Não estou a falar do desespero das famílias que já nem para dar de comer aos seus filhos têm dinheiro, ou que estão em contagem decrescente para ficarem sem a sua casa porque deixaram de poder pagar a prestação do empréstimo bancário, ou sequer dos desgraçados que já nem casa e família têm. Esse está instalado e ainda agora vai no adro a procissão dos sacrifícios que o povo terá de suportar por anos e anos de má gestão dos recursos públicos.
Estou a falar do desespero do Estado e demais entidades públicas.
Sem dinheiro nem crédito nos mercados financeiros e com as receitas dos impostos em trajectória descendente e uma despesa que não pára de aumentar por mais «engenharia financeira» (dantes, chamava-se-lhe, simplesmente, aldrabice) que se faça para ir mascarando o descalabro, parece ir valendo tudo para o Estado e restantes entidades públicas sugarem o que resta dos recursos dos agentes económicos e das famílias.
Neste cenário, agrava-se o risco de o Direito Contra-Ordenacional ser usado, não com a finalidade sancionatória que lhe é própria, mas como meio de obtenção de receitas públicas.

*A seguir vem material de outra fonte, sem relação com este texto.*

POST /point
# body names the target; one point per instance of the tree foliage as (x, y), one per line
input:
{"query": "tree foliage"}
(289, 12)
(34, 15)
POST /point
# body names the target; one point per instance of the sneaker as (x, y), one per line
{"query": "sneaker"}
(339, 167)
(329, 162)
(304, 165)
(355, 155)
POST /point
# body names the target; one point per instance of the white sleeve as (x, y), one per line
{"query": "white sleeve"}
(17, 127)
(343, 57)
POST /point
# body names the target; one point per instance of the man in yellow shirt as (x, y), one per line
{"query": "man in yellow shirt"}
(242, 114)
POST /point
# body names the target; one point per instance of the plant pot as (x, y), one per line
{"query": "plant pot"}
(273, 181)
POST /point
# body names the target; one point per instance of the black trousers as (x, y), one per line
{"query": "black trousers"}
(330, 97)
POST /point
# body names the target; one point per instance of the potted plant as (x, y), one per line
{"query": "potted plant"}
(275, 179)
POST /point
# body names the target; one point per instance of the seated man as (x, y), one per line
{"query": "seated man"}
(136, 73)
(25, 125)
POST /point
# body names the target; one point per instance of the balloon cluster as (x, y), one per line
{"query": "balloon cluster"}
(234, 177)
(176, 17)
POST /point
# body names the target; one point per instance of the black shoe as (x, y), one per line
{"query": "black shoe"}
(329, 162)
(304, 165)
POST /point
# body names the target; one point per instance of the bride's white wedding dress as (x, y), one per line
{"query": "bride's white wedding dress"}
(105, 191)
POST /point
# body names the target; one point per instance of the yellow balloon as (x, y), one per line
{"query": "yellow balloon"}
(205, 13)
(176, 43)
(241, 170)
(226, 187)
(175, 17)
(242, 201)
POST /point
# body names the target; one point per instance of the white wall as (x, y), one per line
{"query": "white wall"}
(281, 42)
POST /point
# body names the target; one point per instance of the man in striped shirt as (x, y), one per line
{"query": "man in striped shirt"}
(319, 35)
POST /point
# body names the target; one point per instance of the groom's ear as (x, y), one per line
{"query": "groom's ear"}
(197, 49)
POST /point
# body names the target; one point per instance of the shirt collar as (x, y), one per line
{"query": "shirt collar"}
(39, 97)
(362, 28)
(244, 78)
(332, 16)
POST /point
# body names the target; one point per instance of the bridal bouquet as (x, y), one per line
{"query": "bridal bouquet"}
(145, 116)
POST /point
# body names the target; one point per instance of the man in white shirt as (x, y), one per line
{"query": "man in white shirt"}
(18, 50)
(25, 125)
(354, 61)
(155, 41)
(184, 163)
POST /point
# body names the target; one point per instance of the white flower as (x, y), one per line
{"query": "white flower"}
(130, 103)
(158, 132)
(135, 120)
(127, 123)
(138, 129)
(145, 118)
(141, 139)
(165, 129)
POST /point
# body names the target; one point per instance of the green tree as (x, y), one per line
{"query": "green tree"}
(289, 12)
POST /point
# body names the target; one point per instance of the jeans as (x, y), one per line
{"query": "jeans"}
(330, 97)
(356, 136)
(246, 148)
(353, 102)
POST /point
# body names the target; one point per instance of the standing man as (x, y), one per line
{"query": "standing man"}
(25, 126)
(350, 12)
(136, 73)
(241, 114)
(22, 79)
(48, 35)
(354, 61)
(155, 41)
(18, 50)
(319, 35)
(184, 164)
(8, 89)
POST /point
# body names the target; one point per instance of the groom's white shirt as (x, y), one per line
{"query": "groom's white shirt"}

O fenómeno não é novo. Já em 1997, MANUEL FERREIRA ANTUNES, em Reflexões sobre o Direito Contra-Ordenacional, SPB Editores, página 22, chamava a atenção para a «ressonância económica» do ilícito contra-ordenacional.
Mais recentemente, voltou a chamar a atenção para o problema RAUL SOARES DA VEIGA, em Legalidade e Oportunidade no Direito Sancionatório das Autoridades Reguladoras, artigo inserido na obra Direito Sancionatório das Autoridades Reguladoras, páginas 139 e seguintes.
Em tempo de crise financeira como há décadas Portugal não via, este problema ganha particular acuidade.
A proliferação, quer de novos tipos contra-ordenacionais, quer de novos deveres cuja violação preenche tipos já existentes, bem como o permanente aumento das molduras das coimas, que frequentemente atingem valores que violam qualquer ideia de proporcionalidade, confirmam o risco de subversão da finalidade daquele ramo de Direito Sancionatório.
As implicações do fenómeno são várias. A primeira e mais perigosa delas é a de as autoridades administrativas decidirem e os seus agentes actuarem cada vez mais, não em função de critérios de objectividade e justiça, mas movidos exclusivamente pela sofreguidão de obter receitas. Aqui e ali, vão-se ouvindo queixas de que isso já está a acontecer.
A confirmar-se esta tendência, é a própria subsistência do Direito Contra-Ordenacional que terá de ser posta em causa. Então, a Administração Pública terá deixado de merecer a confiança em que assentou a transferência de poderes sancionatórios operada pela introdução daquele ramo do Direito em Portugal e acabará por ter de ser dada razão àqueles que, em devido tempo, em relação a ele manifestaram cepticismo.